After 10 years at the helm, Carlson Nelson stepped down as chief executive, while remaining chair of the board, and non-family Hubert Joly (pictured right), who previously headed up the company’s travel management division Carlson Wagonlit Travel, became CEO. In her decade at the helm, Carlson Nelson imprinted the business with a very clear set of principles. “We set as a goal when I was the CEO that we wanted to be one of, if not the, most respected private companies in the world,” she says. In what might be seen as a direct continuation of her work in the 1960s, she ensured that the firm works with the communities in which it operates, and sets great store by inclusivity and respecting the environment.

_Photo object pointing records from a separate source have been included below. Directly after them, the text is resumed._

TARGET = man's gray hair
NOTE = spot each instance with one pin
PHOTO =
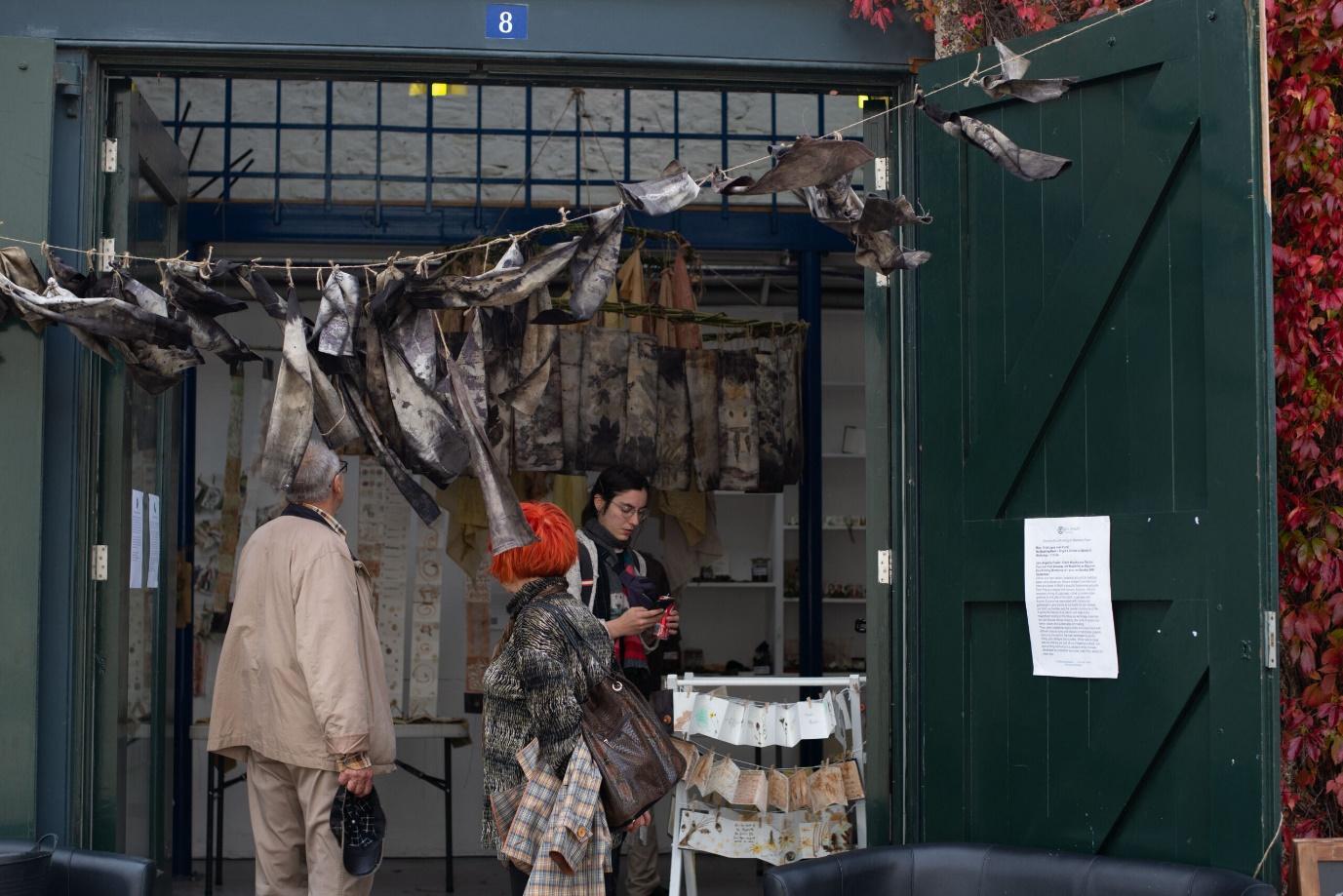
(313, 480)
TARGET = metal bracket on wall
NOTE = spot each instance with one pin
(109, 156)
(882, 174)
(99, 565)
(1269, 640)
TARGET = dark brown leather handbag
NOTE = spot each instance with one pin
(637, 760)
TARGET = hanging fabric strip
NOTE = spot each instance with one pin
(739, 442)
(606, 360)
(673, 472)
(391, 593)
(640, 433)
(426, 612)
(701, 380)
(230, 519)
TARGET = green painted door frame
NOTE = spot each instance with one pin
(1100, 344)
(27, 103)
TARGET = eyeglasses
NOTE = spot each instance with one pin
(630, 511)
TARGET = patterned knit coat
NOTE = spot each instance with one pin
(536, 685)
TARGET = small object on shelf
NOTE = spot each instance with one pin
(763, 661)
(759, 568)
(854, 441)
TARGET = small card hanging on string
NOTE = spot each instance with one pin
(752, 790)
(787, 725)
(724, 777)
(708, 715)
(690, 753)
(800, 790)
(812, 721)
(683, 710)
(732, 731)
(698, 775)
(853, 790)
(826, 788)
(777, 790)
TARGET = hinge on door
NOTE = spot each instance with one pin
(109, 156)
(99, 568)
(882, 174)
(106, 252)
(884, 567)
(1269, 640)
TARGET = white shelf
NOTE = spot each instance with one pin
(827, 528)
(853, 601)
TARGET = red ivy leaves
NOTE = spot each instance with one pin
(1306, 152)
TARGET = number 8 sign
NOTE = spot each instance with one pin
(505, 20)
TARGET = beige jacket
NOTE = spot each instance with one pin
(301, 673)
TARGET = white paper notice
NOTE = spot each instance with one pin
(138, 539)
(1068, 604)
(152, 572)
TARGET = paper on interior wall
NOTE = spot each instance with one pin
(138, 539)
(1069, 614)
(155, 548)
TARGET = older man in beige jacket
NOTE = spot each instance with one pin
(301, 696)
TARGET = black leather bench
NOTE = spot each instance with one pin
(968, 870)
(82, 872)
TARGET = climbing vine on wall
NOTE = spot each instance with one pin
(1306, 74)
(1306, 149)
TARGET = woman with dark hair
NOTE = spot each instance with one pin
(627, 591)
(533, 692)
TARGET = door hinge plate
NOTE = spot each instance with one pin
(106, 252)
(1269, 640)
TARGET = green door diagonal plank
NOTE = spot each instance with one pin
(1083, 288)
(1122, 370)
(1132, 721)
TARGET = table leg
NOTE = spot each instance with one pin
(448, 810)
(219, 822)
(210, 824)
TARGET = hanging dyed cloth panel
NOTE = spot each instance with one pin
(701, 381)
(606, 362)
(426, 612)
(674, 470)
(739, 440)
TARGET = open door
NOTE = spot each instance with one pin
(138, 486)
(1100, 344)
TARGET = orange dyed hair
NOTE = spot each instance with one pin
(556, 551)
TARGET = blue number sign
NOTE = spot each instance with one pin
(505, 20)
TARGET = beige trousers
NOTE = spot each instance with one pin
(291, 810)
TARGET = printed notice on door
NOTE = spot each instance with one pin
(1068, 607)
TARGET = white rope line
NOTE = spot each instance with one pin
(203, 266)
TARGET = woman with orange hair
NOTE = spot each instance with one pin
(537, 682)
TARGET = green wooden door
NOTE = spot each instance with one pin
(1099, 344)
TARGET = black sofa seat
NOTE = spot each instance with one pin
(82, 872)
(971, 870)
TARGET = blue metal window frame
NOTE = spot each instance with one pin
(220, 217)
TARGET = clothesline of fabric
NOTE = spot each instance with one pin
(966, 82)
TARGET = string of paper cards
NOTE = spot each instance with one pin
(748, 811)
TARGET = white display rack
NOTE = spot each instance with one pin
(683, 860)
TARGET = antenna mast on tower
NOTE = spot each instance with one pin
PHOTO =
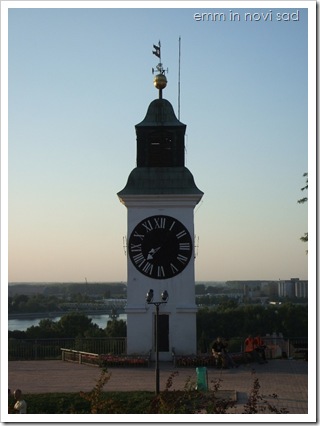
(179, 78)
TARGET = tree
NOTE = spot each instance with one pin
(303, 200)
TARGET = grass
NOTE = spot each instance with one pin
(186, 401)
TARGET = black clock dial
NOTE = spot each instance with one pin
(160, 247)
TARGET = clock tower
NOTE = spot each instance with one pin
(160, 196)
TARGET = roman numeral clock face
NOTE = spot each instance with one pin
(160, 247)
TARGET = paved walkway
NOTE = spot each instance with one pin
(286, 378)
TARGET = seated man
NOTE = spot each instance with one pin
(249, 349)
(219, 353)
(259, 347)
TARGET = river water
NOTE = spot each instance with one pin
(23, 324)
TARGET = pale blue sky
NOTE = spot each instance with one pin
(80, 79)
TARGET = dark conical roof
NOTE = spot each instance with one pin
(160, 113)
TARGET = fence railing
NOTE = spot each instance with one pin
(32, 349)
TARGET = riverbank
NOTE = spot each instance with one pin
(55, 314)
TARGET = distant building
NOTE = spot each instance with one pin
(293, 288)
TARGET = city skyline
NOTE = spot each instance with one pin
(79, 81)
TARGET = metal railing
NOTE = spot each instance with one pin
(36, 349)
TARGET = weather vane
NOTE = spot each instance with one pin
(160, 80)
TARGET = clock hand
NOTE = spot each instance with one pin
(152, 252)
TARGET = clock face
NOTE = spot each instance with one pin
(160, 247)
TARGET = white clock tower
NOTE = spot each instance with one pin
(160, 196)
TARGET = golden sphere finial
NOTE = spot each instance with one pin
(160, 81)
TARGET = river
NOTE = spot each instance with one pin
(23, 324)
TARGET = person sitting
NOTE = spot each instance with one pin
(219, 353)
(20, 405)
(259, 347)
(249, 349)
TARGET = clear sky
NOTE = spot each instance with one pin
(80, 79)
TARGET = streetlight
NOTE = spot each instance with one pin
(149, 300)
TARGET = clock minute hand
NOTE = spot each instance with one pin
(152, 252)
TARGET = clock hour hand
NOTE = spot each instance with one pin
(152, 252)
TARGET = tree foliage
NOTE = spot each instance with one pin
(303, 200)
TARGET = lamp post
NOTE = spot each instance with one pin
(149, 300)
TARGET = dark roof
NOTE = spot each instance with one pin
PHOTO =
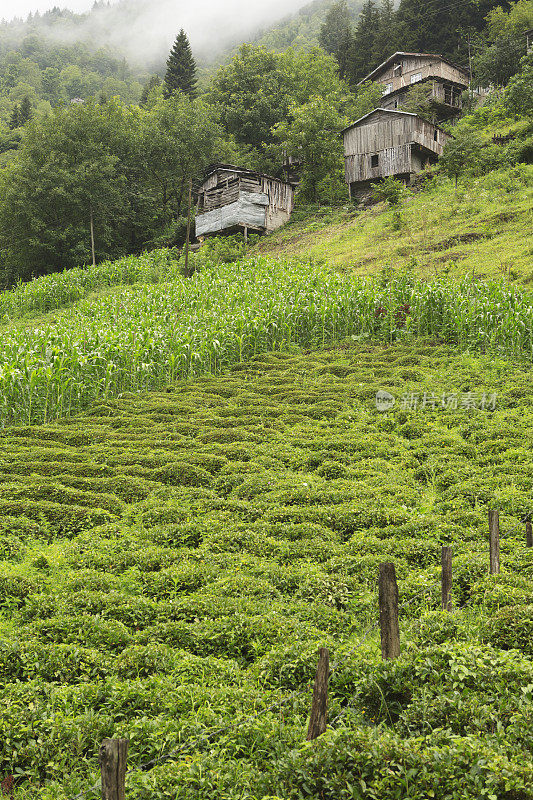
(386, 63)
(390, 111)
(212, 168)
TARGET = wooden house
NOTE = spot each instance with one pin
(445, 81)
(233, 199)
(387, 142)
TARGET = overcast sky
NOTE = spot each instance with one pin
(20, 8)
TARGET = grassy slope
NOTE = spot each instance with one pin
(484, 228)
(172, 563)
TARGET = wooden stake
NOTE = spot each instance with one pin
(113, 757)
(92, 238)
(388, 611)
(529, 534)
(446, 580)
(319, 707)
(188, 239)
(494, 542)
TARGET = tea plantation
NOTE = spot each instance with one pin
(172, 562)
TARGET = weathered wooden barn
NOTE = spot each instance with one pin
(446, 81)
(233, 199)
(387, 142)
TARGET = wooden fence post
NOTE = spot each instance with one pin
(388, 611)
(319, 707)
(446, 579)
(494, 542)
(113, 757)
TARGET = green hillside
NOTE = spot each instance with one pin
(484, 228)
(205, 461)
(173, 561)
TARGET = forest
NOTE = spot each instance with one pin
(209, 459)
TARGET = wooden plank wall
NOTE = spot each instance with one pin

The company is also regularly said to be one of the most family friendly around, offering paid maternity leave, paternity leave and onsite medical facilities. None of this comes at the expense of profits. Carlson’s 2011 system-wide sales, including franchises, were $38 billion (€28.6 billion), while consolidated revenues increased by 8% to $4.5 billion. It employs 170,000 people (“that’s a lot of families that are interconnected with ours,” as Carlson Nelson says) and aims to own 50% more hotels by 2015.
The next generation is already showing serious interest in continuing her work. Carlson Nelson’s daughter Diana sits on the board while another, Wendy, is expected to join when Glen retires later this year. And as each second-generation member reaches 75, more third-gens will get involved. Carlson Nelson and her sister Barbara Carlson Gage’s 16 grandchildren are also being encouraged to get involved – her three oldest grandchildren are already either studying business at Harvard or planning to do so. From a very young age they spend a few days each year at one of the company’s divisions, and take part in the family foundation, which includes a junior board.
“Unlike some companies where the entrepreneur wanted to be a serial entrepreneur and sell the company, my father’s passion was for the company to go on for several generations,” Carlson Nelson says. On his 60th birthday her father told his family of a credo by which he hoped they would live, the last line of which is “never, ever give up”. It seems to have rubbed off on his daughter.